21 Mart 2019 Haftalık İhracat Risk Raporu

Allianz Trade Ekonomik Araştırmalar

Haftalık İhracat Risk Görünümü

21 Mart 2019

Haftanın Verisi: Şili 2018 yılı GSYH büyümesi yüzde 4

Manşetlerde

ABD: Fed 2019 için faiz artışlarını bitirdi

Fed, 20 Mart’ta yaptığı toplantısında beklendiği gibi faiz oranlarında değişikliğe gitmedi. Ayrıca, önceden belirttiğimiz gibi Fed bu sene daha fazla faiz artışına gitmeyeceğini de açıkladı. Kurumun faiz indirimlerine yeniden 2020 yılında başlamasını bekliyoruz. Bu karara eşlik eden açıklamasında Fed, ekonomik faaliyetlerin şu anda geçen senenin son çeyreğindeki güçlü durumuna göre hız kesmeye başladığını ve hanehalkı harcamaları ile kurumsal sabit yatırım harcamalarında yılın ilk çeyreğinde yavaşlama görüldüğünü belirtti. Bu doğrultuda, Fed Aralık ayında yüzde 2,3 olarak açıkladığı 2019 yılı GSYH büyüme tahminini de yüzde 2,1’e indirdi ve işsizlik oranını da yüzde 3,5’ten yüzde 3,7’ye çıkardı. İlk çeyrek GSYH büyümesine yönelik tahminler çeyreklik bazda yıllıklandırılmış oranın yüzde 1’in altında olacağını gösteriyor. Fed ayrıca, Eylül ayında bilanço küçültme programını da sonlandıracağı işaretini verdi. Bu da kurumun söz konusu tarihten itibaren uzun dönemli faiz oranları üzerinde yukarı yönlü baskı yapmayı bırakacağı anlamına geliyor. Toplantıdan çıkan tüm bu kararlar sonrasında 10 senelik hazine tahvilinin getirisi 8 puan azalarak getiri eğrisini 6 puanlık düşük bir seviyeye çekti.        

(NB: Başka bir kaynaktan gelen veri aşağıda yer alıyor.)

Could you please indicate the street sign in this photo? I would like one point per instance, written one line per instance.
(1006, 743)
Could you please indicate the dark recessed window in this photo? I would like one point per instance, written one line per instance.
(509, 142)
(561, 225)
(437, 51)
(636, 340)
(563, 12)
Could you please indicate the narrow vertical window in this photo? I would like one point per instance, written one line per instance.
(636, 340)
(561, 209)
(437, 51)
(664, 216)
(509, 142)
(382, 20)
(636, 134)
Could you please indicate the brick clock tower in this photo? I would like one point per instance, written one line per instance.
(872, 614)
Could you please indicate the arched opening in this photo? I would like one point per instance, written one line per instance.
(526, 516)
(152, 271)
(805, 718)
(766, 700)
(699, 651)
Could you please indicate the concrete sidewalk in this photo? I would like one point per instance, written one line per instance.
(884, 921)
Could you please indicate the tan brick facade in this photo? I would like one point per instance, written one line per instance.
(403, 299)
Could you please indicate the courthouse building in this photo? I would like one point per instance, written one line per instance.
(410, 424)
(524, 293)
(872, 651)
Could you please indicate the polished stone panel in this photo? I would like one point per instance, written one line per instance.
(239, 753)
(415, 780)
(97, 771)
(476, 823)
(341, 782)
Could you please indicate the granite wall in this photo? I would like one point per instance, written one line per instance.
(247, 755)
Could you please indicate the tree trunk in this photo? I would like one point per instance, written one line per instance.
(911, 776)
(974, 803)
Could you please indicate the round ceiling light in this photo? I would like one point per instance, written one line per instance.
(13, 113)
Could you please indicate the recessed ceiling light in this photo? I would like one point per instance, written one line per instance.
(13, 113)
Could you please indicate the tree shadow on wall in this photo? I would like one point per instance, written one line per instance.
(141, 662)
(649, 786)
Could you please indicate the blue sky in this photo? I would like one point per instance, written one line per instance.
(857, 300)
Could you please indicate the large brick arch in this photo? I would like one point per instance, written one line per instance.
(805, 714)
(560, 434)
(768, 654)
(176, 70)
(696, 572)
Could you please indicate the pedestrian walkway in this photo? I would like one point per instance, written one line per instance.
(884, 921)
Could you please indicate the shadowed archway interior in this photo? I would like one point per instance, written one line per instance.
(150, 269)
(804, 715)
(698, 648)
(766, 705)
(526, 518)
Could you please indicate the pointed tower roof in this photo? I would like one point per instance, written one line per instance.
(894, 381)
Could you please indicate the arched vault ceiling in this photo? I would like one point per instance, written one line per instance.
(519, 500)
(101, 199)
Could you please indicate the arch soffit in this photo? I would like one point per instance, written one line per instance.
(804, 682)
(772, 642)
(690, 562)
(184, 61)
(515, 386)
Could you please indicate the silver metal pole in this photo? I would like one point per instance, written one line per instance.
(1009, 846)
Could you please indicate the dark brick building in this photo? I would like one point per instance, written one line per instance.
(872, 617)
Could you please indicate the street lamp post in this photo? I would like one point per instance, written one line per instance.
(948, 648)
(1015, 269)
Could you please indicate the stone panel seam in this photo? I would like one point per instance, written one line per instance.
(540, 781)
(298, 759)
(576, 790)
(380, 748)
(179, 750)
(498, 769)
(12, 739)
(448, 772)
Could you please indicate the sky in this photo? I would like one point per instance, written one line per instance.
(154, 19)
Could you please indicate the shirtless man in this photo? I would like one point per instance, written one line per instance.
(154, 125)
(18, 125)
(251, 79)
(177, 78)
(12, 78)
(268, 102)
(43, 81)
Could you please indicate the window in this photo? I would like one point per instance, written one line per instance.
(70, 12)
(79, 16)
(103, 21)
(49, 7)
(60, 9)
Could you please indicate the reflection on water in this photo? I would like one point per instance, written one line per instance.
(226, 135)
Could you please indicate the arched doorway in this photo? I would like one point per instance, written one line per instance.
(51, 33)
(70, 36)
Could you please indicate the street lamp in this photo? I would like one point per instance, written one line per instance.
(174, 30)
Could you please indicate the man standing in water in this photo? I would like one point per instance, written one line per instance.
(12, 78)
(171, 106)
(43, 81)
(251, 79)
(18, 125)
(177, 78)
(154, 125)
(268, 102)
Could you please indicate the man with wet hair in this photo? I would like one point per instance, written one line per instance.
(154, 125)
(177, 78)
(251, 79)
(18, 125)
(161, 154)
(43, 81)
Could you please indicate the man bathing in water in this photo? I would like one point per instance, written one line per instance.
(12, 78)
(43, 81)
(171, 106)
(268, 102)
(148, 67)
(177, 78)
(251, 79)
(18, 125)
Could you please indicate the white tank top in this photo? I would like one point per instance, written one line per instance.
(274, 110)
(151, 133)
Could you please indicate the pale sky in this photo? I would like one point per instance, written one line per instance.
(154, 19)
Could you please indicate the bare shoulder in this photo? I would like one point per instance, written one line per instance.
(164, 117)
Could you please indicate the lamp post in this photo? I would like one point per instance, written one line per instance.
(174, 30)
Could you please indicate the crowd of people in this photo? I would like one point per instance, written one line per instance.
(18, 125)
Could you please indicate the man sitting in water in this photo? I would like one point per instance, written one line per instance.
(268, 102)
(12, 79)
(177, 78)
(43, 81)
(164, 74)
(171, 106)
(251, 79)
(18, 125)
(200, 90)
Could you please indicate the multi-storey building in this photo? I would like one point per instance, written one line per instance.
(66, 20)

Çin: Ekonomiyi canlandırma önlemleri meyvelerini vermeye başladı

Çin’de alınan ekonomiyi canlandırma önlemlerinin ekonomi üzerindeki etkileri görülmeye başladı. Yurtiçi talepte bazı iyileşmeler var. Öncelikle, özel tüketim harcamalarının bir göstergesi sayılan nominal perakende satışlar Ocak-Şubat döneminde vergi indirimlerinin de yardımıyla istikrara kavuştu ve Aralık ayındaki gibi yıllık yüzde 8,2 artış oldu. KİT’lere ve altyapı harcamalarına ilişkin yatırımların artmasıyla yatırımlarda da 2018 yılındaki yüzde 5,9’dan sonra Ocak-Şubat 2019’da yüzde 6,1’la hafif bir artış gözlendi. Diğer yandan, daha zayıf dış talebe bağlı olarak sanayi üretimi yıllık yüzde 5,3’le biraz hayal kırıklığı yarattı. Dolar cinsinden ihracat yılın ilk iki ayında yüzde 5 azaldı. İlk çeyrekte yıllık yüzde 6,2’lik düşük büyümeden sonra, ülkede ekonomik büyümenin yıl içinde ivme kazanmasını bekliyoruz. Bu iyileşmede cömert bir bütçe paketi (GSYH’nin yüzde 5’i) ile para politikasındaki gevşeme ve ABD ile olan gerilimdeki düşüş önemli rol oynayacak. 2019 yılında reel GSYH’nin yüzde 6,4 artmasını bekliyoruz.     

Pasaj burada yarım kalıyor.